Variant angina can occur without pain. In this case, two main types (classes) of this form of pathology are distinguished:

  • The first type is different in that there is no pain during the attack. There is only a feeling of compression in the chest. This kind of resting angina pectoris occurs in people with a high pain threshold, as well as in those who suffer from diabetes, since they experience a decrease in sensitivity as a result of polyneuropathy.
  • The second type of Prinzmetal’s angina pectoris is an alternation of attacks without pain and episodes of angina pectoris with severe pain. This type is much more common than the first.

According to the classification of the Canadian Cardiological Society, stable angina is divided into 4 main classes.

  1. The first class of angina pectoris implies the absence of signs of an attack with habitual, everyday physical activity. Symptoms occur with prolonged exercise or too active movements.
  2. The second class provides for an insignificant restriction of physical activity. In this case, prolonged physical activity, climbing the stairs after meals, as well as emotional upheaval, provoke the development of an attack.
  3. The third class is a pronounced limitation of even insignificant physical activity. The patient feels discomfort and pain when walking on foot for more than one or two quarters, cannot climb more than one flight without shortness of breath.
  4. Fourth grade. This is the most severe degree of angina pectoris, in which a person is not able to engage in any kind of physical activity. In addition, symptoms characteristic of an attack can occur even when the patient is at rest. The presence of a fourth type of pathology in the patient requires immediate medical intervention.
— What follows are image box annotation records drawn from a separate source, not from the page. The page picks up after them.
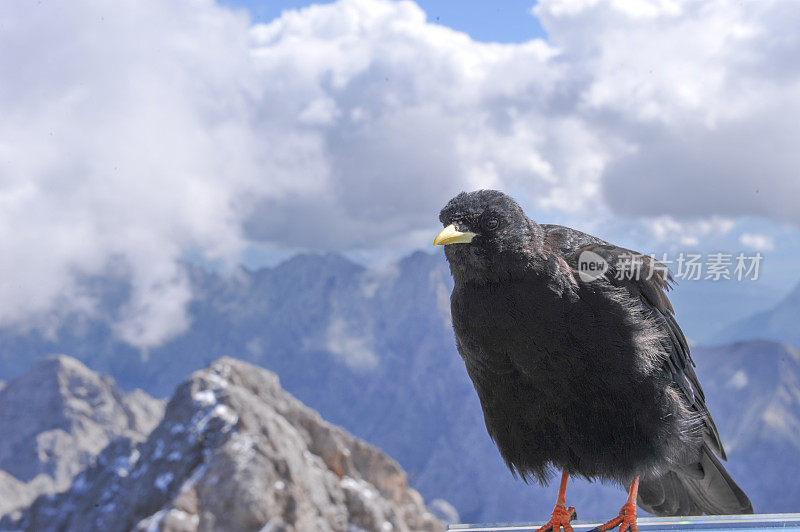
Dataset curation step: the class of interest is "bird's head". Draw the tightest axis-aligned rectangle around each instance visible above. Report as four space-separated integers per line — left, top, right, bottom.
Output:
433 190 541 279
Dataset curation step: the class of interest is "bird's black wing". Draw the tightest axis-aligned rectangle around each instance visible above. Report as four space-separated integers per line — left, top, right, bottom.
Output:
541 225 726 460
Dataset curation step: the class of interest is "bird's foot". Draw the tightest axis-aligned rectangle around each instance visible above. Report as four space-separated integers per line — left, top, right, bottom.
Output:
536 504 578 532
589 503 639 532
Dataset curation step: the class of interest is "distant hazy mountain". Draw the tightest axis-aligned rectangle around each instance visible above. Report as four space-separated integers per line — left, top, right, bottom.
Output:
0 358 444 532
0 356 164 515
0 253 797 522
693 341 800 513
713 284 800 347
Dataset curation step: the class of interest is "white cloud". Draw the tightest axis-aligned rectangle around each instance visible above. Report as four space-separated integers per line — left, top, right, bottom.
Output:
739 233 775 251
0 0 800 347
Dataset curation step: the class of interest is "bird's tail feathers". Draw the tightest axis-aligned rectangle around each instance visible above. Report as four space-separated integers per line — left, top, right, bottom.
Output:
637 445 753 515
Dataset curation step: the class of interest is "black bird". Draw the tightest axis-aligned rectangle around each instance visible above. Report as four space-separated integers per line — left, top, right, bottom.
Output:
434 190 753 532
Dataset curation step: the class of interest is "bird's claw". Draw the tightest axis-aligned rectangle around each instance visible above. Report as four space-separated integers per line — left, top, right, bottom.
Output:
536 505 580 532
589 504 639 532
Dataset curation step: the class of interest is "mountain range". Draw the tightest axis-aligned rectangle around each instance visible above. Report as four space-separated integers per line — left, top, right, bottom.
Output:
711 284 800 347
0 357 446 532
0 252 800 522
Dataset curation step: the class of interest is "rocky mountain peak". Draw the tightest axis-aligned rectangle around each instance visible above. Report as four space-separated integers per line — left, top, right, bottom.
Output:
0 355 163 514
0 358 444 532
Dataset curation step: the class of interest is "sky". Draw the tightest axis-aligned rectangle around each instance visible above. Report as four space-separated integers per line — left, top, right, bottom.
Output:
0 0 800 347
Classification is used in assessing the severity of any type of angina pectoris.

Another classification uses the features of the pathology course as a criterion. In this case, the following types of angina are distinguished:

  • First emerged. This form of the disease is indicated if no more than a month has passed since the onset of the first characteristic symptoms. This variety is prone to transition to a stable form, and can also take a progressive direction. With the first occurring form, each attack can lead to a heart attack or death.
  • Progressive angina pectoris. With an increase in episodes of seizures and an increase in their duration, as well as with the appearance of pain, even with minor loads, we are talking about progressive angina pectoris. Attacks can disturb the patient even when he is at rest. The disease often progresses against a background of stable angina pectoris.
  • Stable angina pectoris. The classification and features of this type of pathology were examined in detail in the first paragraph of the article.
  • Spontaneous or variant. This form of the disease is rare. Attacks of angina pectoris develop in a patient either at night or in the early morning. In the intervals between attacks, a person does not complain of poor health. Symptoms of this form are similar to angina pectoris.
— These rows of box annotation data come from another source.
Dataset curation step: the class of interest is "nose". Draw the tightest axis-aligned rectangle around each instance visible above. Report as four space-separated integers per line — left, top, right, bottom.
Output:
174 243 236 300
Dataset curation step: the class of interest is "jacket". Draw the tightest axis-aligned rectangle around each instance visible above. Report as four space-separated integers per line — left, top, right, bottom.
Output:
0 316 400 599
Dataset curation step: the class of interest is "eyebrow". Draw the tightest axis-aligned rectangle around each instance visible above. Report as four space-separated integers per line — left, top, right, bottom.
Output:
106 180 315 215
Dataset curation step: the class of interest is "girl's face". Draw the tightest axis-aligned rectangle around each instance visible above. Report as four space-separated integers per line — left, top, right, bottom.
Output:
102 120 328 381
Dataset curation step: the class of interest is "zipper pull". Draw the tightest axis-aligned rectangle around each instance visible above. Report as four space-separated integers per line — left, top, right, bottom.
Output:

Angina pectoris as a form of manifestation of coronary heart disease is divided into functional classes according to many criteria. In their quality are the causes of the development of the disease, especially the course of the pathology, the patient’s ability to endure a certain physical load. Existing classifications allow you to assess the patient’s condition and determine the course of treatment.

Svetlana Borszavich

General practitioner, cardiologist, with active work in therapy, gastroenterology, cardiology, rheumatology, immunology with allergology.
Fluent in general clinical methods for the diagnosis and treatment of heart disease, as well as electrocardiography, echocardiography, monitoring of cholera on an ECG and daily monitoring of blood pressure.
The treatment complex developed by the author significantly helps with cerebrovascular injuries and metabolic disorders in the brain and vascular diseases: hypertension and complications caused by diabetes.
The author is a member of the European Society of Therapists, a regular participant in scientific conferences and congresses in the field of cardiology and general medicine. She has repeatedly participated in a research program at a private university in Japan in the field of reconstructive medicine.